NRL Physicist Elected 2012 SPIE Fellow

By Daniel Parry

U.S. Naval Research Laboratory theoretical physicist, Dr. Alan Schaum, Optical Sciences Division, is elected 2012 Fellow by the Society of Photo-Optical Instrumentation Engineers (SPIE) for his significant scientific and technical contributions in the fields of hyperspectral image analysis, signal processing and pattern recognition.

Schaum is a leading expert in signal processing methods for image registration, digital re-sampling and data compression as well as in correction algorithms for detector non-uniformity and other sensor artifacts. With an emphasis on multivariate detection theory and the modeling of hyperspectral signatures and their dynamics, Schaum most recently developed a new theory of inference for addressing pattern recognition problems with model uncertainties.

Receiving a doctorate in theoretical physics from Johns Hopkins University, Baltimore, Md., Schaum's early research focused on relativistic quantum field theory, what is now called the standard model of elementary particles. Later, at Bell Laboratories' complex in Holmdel, N.J., he applied queuing and information theories to problems in network planning and digital signal processing.

Since moving to NRL in 1983, Schaum has developed signal and image processing methods for a variety of electro-optic technologies for airborne and space-based systems. He has particular expertise in the modeling of hyperspectral signatures and their dynamics.

Throughout his NRL career Schaum has devised seminal algorithms for anomalous change detection and physics-based discrimination methods for multispectral/hyperspectral and panchromatic imaging systems. He invented a sub-branch of detection theory called continuum fusion, which applies to any multivariate sensing modality, including radio frequency, magnetic, acoustic, spectral, time series, as well as more arcane sensing modalities.

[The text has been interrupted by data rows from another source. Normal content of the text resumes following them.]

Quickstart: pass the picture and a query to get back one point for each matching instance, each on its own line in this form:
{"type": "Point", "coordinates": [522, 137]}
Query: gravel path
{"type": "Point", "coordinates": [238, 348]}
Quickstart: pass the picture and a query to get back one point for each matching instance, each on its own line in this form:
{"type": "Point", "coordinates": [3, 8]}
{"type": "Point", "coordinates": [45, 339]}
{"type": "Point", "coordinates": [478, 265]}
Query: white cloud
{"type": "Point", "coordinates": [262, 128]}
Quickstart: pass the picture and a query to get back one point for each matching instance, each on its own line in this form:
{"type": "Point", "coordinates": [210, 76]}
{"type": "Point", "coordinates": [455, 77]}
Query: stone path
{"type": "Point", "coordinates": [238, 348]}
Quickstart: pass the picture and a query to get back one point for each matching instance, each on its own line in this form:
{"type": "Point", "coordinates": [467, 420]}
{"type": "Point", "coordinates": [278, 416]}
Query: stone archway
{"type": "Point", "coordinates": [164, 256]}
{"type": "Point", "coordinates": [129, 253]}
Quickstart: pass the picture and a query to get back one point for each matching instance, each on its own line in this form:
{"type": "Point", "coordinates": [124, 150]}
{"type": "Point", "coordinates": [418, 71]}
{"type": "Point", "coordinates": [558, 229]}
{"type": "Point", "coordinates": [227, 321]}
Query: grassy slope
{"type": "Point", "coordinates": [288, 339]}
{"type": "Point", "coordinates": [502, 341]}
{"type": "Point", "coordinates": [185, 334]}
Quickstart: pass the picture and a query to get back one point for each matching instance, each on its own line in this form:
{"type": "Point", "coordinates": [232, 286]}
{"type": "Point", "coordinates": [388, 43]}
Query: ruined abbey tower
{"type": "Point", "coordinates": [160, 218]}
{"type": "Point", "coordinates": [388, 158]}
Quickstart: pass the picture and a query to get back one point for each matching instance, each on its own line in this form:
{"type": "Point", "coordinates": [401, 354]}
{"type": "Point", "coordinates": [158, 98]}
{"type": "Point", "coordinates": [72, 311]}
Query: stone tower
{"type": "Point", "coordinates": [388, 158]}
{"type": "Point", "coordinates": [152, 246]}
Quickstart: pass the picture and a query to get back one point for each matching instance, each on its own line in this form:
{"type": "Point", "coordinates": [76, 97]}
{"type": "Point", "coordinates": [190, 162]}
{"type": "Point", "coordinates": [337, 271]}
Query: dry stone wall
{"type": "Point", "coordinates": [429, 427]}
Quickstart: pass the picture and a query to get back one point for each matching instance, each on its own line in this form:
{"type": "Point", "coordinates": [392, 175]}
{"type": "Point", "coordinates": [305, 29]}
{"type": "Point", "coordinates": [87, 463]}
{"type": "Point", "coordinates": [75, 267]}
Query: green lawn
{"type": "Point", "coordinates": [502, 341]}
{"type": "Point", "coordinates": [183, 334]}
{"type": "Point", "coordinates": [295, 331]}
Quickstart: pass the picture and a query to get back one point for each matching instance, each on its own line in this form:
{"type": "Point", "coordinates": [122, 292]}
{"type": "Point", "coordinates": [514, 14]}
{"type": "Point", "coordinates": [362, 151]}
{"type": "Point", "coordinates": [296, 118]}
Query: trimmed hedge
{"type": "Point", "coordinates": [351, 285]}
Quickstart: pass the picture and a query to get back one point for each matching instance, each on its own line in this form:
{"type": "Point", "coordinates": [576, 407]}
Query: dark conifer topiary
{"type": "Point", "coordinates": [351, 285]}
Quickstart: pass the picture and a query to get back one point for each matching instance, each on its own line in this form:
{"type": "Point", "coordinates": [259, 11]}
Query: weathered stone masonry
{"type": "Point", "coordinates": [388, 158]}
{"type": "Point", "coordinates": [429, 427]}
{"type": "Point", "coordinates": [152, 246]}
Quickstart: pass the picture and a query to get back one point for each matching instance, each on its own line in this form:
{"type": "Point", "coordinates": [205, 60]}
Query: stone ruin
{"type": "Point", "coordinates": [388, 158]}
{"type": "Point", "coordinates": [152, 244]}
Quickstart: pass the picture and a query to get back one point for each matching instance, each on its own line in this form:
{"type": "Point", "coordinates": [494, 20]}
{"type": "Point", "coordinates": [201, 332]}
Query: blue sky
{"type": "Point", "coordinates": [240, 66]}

Schaum also developed novel techniques for anomaly detection and target discrimination using joint subspace models. These have found widespread use in detecting targets and classifying other objects of interest for military and intelligence applications. In particular, his new approaches have impacted many areas of imaging in clutter including operational systems for autonomous detection of difficult targets in difficult backgrounds.

A longtime contributor to SPIE, to include continuing involvement in the Conference on Algorithms and Technologies for Multispectral, Hyperspectral and Ultraspectral Imagery at the SPIE Defense, Security, and Sensing Symposia, Schaum has also contributed substantially to other scientific societies such as IEEE, through chairing the Hyperspectral Science and Signal Processing Session at the IEEE Aerospace Conference and the IEEE Workshop on Hyperspectral Image and Signal Processing: Evolution in Remote Sensing. Schaum has represented NRL in many government working groups, such as the Nonproliferation and Arms Control Working Group, was a member of the North Atlantic Treaty Organization's (NATO's) Research and Technology Agency and a subject area expert for the Military Sensing Symposia.

Founded in 1955, SPIE is the international society for optics and photonics, created to advance an interdisciplinary approach to the science and application of light. Each year, SPIE promotes members as new Fellows of the Society. SPIE Fellows are members of distinction who have made significant scientific and technical contributions in the multidisciplinary fields of optics, photonics, and imaging. They are honored for their technical achievement, service to the general optics community and to SPIE in particular.